Regrettably, there wasn't much we found to like when it comes to the actual driving performance of this impact driver. It delivered significantly below average results in our speed test, with the Bosch failing to keep up with setting ledger or lag bolts. It took an average of 9 seconds to sink a 3-⅝" ledger screw into a stack of plywood and 7 seconds to drive it into stacked 2x12s, which is more than twice as long as the speediest impacts.
It also took over a minute to drive a ½"x3" lag bolt to the full depth — in a properly predrilled hole, of course — and almost 30 seconds to remove it. This pales in comparison to the top-tier tools, which could set this screw in 15 seconds or less and remove it in 5.
The GDR18V did a little better in our torque test but not by much. We found its performance very inconsistent in our tightening and loosening tests with a ¾" nut, earning it some disappointing scores. It maxed out tightening the nuts to 115-foot pounds and took some time to break them loose if we only tightened them to 100-foot pounds. Other models could reliably crack them loose from 300-foot pounds and tighten them just as much.

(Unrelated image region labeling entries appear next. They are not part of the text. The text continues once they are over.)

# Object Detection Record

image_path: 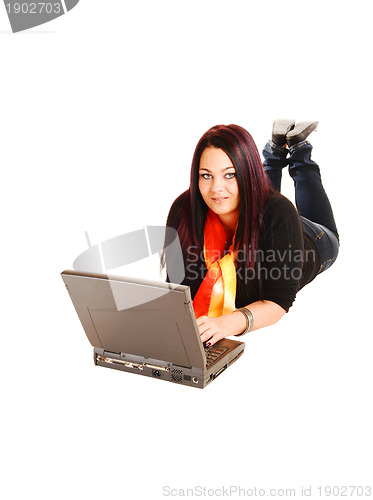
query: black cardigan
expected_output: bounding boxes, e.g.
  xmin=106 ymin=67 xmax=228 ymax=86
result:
xmin=165 ymin=191 xmax=321 ymax=311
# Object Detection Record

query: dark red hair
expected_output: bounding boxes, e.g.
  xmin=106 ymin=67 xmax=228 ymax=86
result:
xmin=177 ymin=125 xmax=272 ymax=268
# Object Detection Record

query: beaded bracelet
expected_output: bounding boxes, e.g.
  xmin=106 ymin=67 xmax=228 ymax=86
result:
xmin=234 ymin=307 xmax=254 ymax=337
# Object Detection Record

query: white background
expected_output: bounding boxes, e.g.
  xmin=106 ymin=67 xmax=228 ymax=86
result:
xmin=0 ymin=0 xmax=373 ymax=500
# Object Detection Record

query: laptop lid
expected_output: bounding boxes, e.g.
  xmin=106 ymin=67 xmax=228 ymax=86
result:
xmin=61 ymin=270 xmax=206 ymax=368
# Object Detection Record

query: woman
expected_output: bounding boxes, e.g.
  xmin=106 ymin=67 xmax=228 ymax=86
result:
xmin=163 ymin=120 xmax=339 ymax=347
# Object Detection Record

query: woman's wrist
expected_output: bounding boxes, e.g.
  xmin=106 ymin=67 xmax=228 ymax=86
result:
xmin=234 ymin=307 xmax=254 ymax=337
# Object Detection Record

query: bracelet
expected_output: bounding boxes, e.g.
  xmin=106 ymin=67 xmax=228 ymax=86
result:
xmin=234 ymin=307 xmax=254 ymax=337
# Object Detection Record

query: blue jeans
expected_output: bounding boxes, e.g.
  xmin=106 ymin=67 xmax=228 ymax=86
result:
xmin=263 ymin=141 xmax=339 ymax=273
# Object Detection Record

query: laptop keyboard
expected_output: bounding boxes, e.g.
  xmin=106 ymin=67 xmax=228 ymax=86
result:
xmin=205 ymin=346 xmax=228 ymax=366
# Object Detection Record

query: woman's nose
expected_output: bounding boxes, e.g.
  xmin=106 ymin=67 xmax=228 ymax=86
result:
xmin=211 ymin=177 xmax=224 ymax=193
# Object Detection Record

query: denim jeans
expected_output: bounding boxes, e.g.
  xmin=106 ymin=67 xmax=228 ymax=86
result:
xmin=263 ymin=141 xmax=339 ymax=273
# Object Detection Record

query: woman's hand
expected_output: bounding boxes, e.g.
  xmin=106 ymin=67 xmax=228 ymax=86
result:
xmin=197 ymin=300 xmax=286 ymax=347
xmin=197 ymin=312 xmax=246 ymax=347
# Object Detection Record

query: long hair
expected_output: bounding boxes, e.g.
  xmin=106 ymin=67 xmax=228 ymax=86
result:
xmin=177 ymin=125 xmax=272 ymax=268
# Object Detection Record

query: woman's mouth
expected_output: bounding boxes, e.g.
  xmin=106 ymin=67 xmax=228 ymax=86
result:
xmin=211 ymin=197 xmax=228 ymax=203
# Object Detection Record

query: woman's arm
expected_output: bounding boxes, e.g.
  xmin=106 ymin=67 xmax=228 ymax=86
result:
xmin=197 ymin=300 xmax=286 ymax=345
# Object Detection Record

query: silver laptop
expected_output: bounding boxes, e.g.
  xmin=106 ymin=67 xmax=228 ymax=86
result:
xmin=61 ymin=271 xmax=245 ymax=389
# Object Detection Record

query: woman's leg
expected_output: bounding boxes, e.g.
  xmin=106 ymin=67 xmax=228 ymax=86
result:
xmin=263 ymin=141 xmax=289 ymax=192
xmin=289 ymin=141 xmax=339 ymax=272
xmin=288 ymin=141 xmax=339 ymax=239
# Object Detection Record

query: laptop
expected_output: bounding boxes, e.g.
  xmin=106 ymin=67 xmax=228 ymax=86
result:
xmin=61 ymin=270 xmax=245 ymax=389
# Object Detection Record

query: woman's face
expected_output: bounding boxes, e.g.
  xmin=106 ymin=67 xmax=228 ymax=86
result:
xmin=198 ymin=147 xmax=240 ymax=218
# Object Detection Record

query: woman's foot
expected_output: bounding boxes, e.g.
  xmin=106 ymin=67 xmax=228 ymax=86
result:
xmin=272 ymin=120 xmax=295 ymax=146
xmin=284 ymin=122 xmax=319 ymax=147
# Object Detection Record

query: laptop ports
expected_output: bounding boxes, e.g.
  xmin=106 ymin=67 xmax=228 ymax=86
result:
xmin=210 ymin=365 xmax=228 ymax=380
xmin=96 ymin=355 xmax=144 ymax=371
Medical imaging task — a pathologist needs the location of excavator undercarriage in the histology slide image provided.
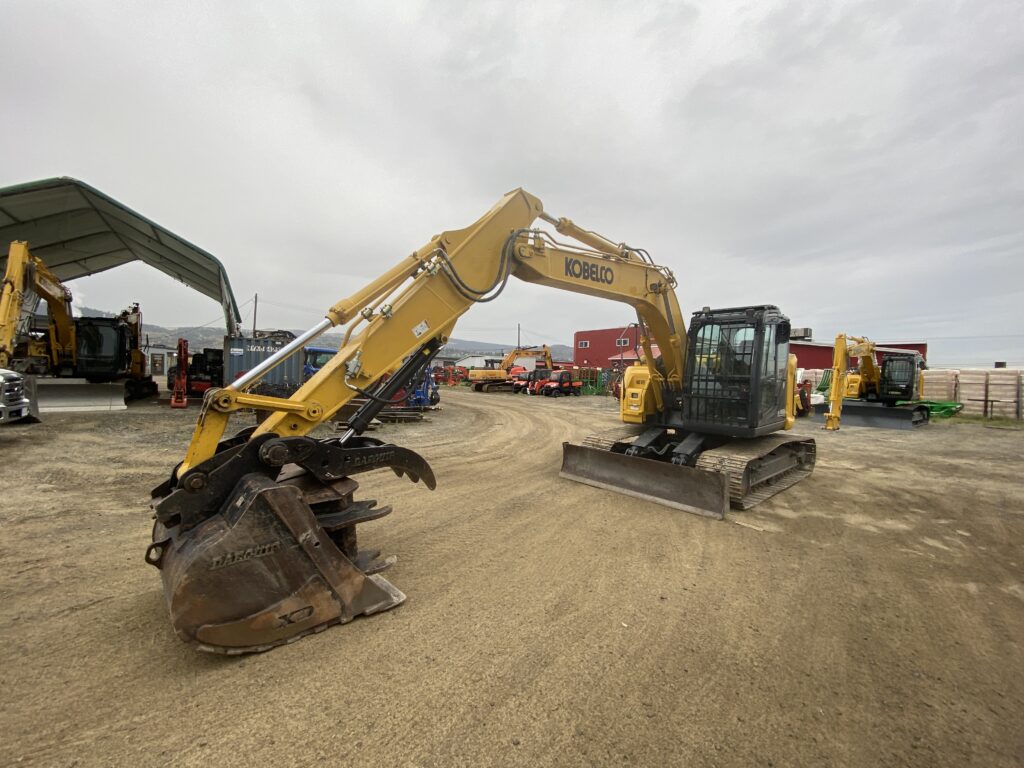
[559,430,815,519]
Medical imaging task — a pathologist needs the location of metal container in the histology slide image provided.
[224,336,303,396]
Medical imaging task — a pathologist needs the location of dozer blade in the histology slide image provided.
[36,376,128,414]
[146,474,406,653]
[815,401,930,429]
[558,442,729,520]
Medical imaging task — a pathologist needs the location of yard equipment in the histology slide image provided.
[469,344,552,392]
[171,338,188,408]
[145,189,814,653]
[0,241,157,411]
[541,370,583,397]
[824,334,931,431]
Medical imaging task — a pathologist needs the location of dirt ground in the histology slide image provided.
[0,391,1024,766]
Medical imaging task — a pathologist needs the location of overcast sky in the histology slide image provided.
[0,0,1024,365]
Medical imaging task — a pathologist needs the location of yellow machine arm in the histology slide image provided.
[824,334,882,431]
[178,189,686,476]
[0,241,75,368]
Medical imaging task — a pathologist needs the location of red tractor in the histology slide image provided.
[541,371,583,397]
[516,368,552,394]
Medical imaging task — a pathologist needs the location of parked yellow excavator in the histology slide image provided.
[145,189,815,653]
[469,344,554,392]
[0,241,157,408]
[824,334,930,431]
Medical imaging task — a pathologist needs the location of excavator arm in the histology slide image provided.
[178,189,686,475]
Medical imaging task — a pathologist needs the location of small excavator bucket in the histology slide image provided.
[559,442,729,520]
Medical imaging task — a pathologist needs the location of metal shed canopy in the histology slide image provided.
[0,176,242,336]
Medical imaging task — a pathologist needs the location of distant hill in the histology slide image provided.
[78,307,572,359]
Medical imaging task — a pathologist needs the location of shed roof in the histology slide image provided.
[0,176,242,335]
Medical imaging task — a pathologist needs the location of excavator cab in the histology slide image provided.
[75,317,132,382]
[879,352,925,404]
[682,305,790,437]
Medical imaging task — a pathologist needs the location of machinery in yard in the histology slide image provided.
[469,344,552,392]
[540,369,583,397]
[518,368,554,394]
[0,241,157,415]
[145,189,815,653]
[824,334,930,431]
[167,338,189,408]
[167,339,224,408]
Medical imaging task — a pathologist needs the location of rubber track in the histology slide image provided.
[696,436,816,509]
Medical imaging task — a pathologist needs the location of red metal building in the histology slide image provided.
[572,325,640,368]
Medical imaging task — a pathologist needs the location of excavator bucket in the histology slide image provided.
[145,438,434,654]
[559,442,729,520]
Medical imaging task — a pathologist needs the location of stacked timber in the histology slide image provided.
[988,368,1021,419]
[954,369,988,416]
[923,369,959,402]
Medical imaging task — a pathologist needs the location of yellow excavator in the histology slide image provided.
[0,241,157,409]
[145,189,815,653]
[469,344,555,392]
[824,333,930,431]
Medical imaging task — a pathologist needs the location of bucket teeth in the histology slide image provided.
[316,500,391,531]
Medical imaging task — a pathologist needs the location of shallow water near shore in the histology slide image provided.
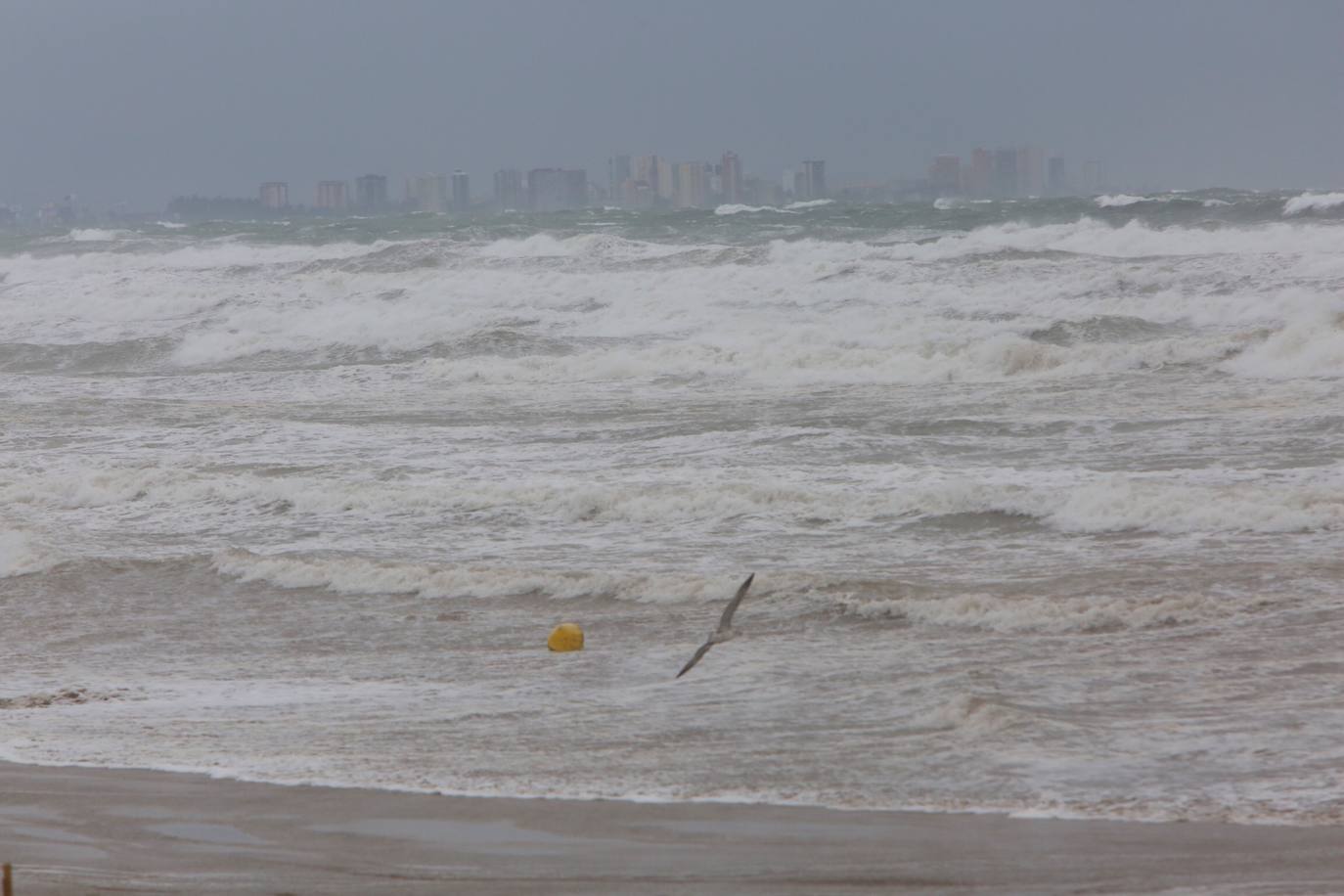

While most of our observations regarding this impact were fairly negative, we found a few things that we liked about this product. The Bosch provides a decent amount of light if you are working in a dark area. It's bright and doesn't cast a shadow across where the bit is, but we were a little bummed that the light won't turn on unless the chuck is actually rotating.
The tool is also more compact, only measuring 152 mm from front to back. It also has an integrated bit holder at the back of the battery for the included double-sided Phillips bit, a belt clip, and an included wrist strap. This impact doesn't have different fastening modes and lacks a quick-insert bit holder.
We also thought the Bosch botched it in our battery test, with the battery dying disappointingly quickly. We alternated between setting 14 ledger screws and driving in and removing a lag bolt from our speed tests to compare performance, with the GDR18V failing to complete two full cycles before calling it quits.
The GDR18V is relatively noisy when driving in screws, with our sound meter recording an average of 101 dBa at the level of the user's ear. This is loud enough that you will want to consider using hearing protection for your comfort. You should always consult the manufacturer's instructions to ensure you use these tools safely and with all the proper protective equipment.
Should You Buy the Bosch GDR18V?
Overall, the 18-volt Bosch GDR18V fell far short of our expectations and scored close to the bottom of the pack. It will handle light to moderate-duty tasks alright, but we would be hard-pressed to find a reason to recommend this tool over tons of other ones unless you are set on sticking with 18-volt Bosch tools.
What Other Impact Drivers Should You Consider?
The Bosch's price does make it a reasonable bargain buy, but there are still some slightly less expensive tools that we thought performed a bit better and that we would preferentially recommend if you are on a limited tool budget. Notably, for a few dollars more, you can upgrade to the Milwaukee M18 Fuel, a top-of-the-line impact driver. But if you want to save a few bucks, the Ryobi P238 presents an excellent balance of value and performance.